On Wednesday 13 April 2016 00:47:14 drookie wrote:
Is there someone besides Captain Evidence who knows the answer ? This is
actually the problem of the modern internet: half of the decent questions is
flooded out by people, who not only think they know the answer, but are
arrogant enough to insist it, and from the point of an outer observer the
topic looks “answered”.
[…]
Ok, probably “fastcgi_next_upstream” in my answer misled you, since
nginx with
the “upstream” block for sure talks to other nginx instances by HTTP
using
“proxy_pass”, then “proxy_next_upstream” would the correct answer in
this
case.
In the configuration below:
upstream backends {
server 192.168.0.1;
server 192.168.0.2;
}
proxy_pass http://backends;
nginx doesn’t care (and knows nothing) about the virtual hosts presented
on
these servers in the upstream block, and don’t try to differentiate
requests
in terms of liveness using the host header or any other parameter.

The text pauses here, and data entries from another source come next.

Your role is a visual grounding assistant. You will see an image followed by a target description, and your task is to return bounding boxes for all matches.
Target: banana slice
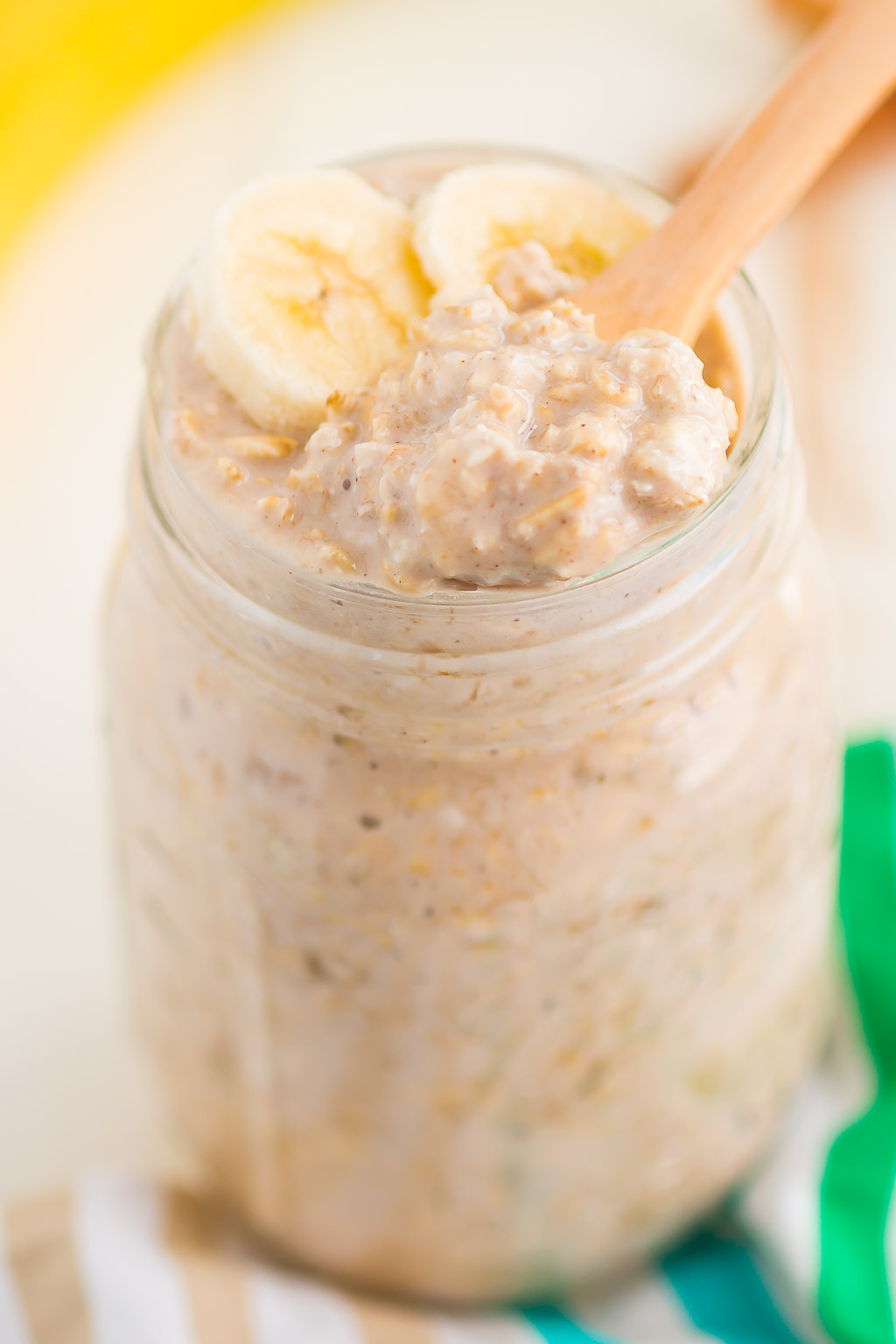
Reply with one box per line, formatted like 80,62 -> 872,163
414,163 -> 649,293
192,168 -> 429,433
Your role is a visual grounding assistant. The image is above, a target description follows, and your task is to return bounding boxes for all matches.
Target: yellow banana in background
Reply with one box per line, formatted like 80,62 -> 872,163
0,0 -> 299,265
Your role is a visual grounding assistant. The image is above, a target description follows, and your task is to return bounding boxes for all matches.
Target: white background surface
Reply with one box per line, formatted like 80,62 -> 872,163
0,0 -> 896,1196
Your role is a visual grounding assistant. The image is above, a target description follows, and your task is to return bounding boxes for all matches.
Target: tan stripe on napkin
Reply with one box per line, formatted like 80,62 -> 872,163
178,1256 -> 256,1344
4,1191 -> 94,1344
163,1189 -> 256,1344
348,1297 -> 435,1344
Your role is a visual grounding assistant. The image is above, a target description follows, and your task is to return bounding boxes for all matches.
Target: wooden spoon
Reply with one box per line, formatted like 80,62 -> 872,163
567,0 -> 896,344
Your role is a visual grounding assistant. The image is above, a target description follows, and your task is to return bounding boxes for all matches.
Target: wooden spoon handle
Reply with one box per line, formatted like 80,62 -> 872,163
570,0 -> 896,343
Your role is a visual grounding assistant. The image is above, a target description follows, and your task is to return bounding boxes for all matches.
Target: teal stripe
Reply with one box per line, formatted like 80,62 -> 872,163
520,1306 -> 606,1344
818,742 -> 896,1344
660,1231 -> 799,1344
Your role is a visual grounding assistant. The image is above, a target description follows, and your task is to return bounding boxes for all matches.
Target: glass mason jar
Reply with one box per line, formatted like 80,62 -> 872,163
108,144 -> 840,1301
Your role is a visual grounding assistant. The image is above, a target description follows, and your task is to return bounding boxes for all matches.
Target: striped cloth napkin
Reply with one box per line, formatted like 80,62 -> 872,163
0,742 -> 896,1344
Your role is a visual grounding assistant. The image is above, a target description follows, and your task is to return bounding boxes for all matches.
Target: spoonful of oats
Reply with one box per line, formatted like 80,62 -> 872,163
567,0 -> 896,344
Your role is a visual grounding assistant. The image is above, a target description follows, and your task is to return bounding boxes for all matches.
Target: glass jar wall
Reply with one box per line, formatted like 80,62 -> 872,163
108,153 -> 838,1301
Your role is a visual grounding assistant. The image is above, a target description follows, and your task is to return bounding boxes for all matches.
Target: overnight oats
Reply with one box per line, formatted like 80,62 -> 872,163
108,144 -> 838,1301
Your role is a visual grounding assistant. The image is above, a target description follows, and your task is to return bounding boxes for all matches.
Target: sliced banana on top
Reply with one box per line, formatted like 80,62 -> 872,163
192,168 -> 430,433
414,163 -> 649,294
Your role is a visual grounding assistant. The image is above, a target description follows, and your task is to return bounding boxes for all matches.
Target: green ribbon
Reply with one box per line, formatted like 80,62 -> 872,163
818,742 -> 896,1344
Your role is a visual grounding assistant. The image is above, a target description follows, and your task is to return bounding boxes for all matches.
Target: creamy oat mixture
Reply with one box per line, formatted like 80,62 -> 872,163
172,242 -> 738,592
108,158 -> 838,1302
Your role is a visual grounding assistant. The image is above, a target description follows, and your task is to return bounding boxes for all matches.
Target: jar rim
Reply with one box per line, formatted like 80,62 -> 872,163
141,141 -> 779,619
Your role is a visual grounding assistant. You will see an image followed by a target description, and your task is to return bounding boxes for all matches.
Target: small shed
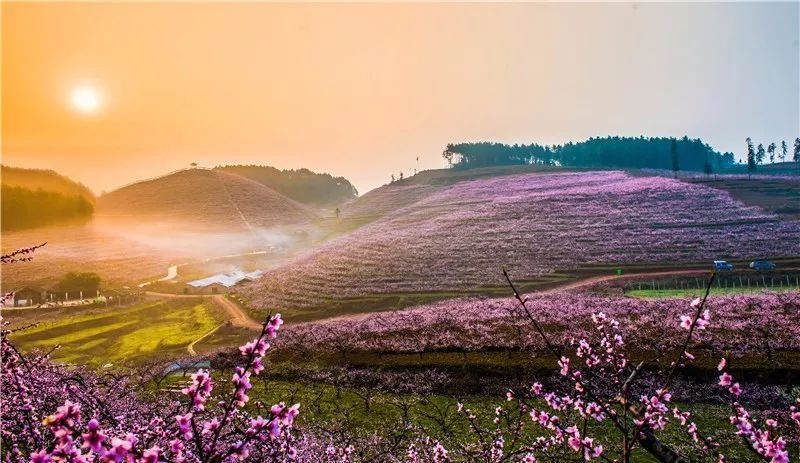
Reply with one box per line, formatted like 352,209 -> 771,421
183,270 -> 263,294
14,286 -> 47,307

If the “192.168.0.1” will be recognized as dead by the rules that are
described in the documentation, it will be considered dead for all
requests
for all hosts that use this upstream block.
So the “member liveness” is per upstream group.
What I also wanted to bring to your attention is that by default the 500
response isn’t recognized as a fail attempt, unless you have configured
it
using the proxy_next_upstream, fastcgi_next_upstream,
uwsgi_next_upstream,
or scgi_next_upstream directives (depending on the protocol).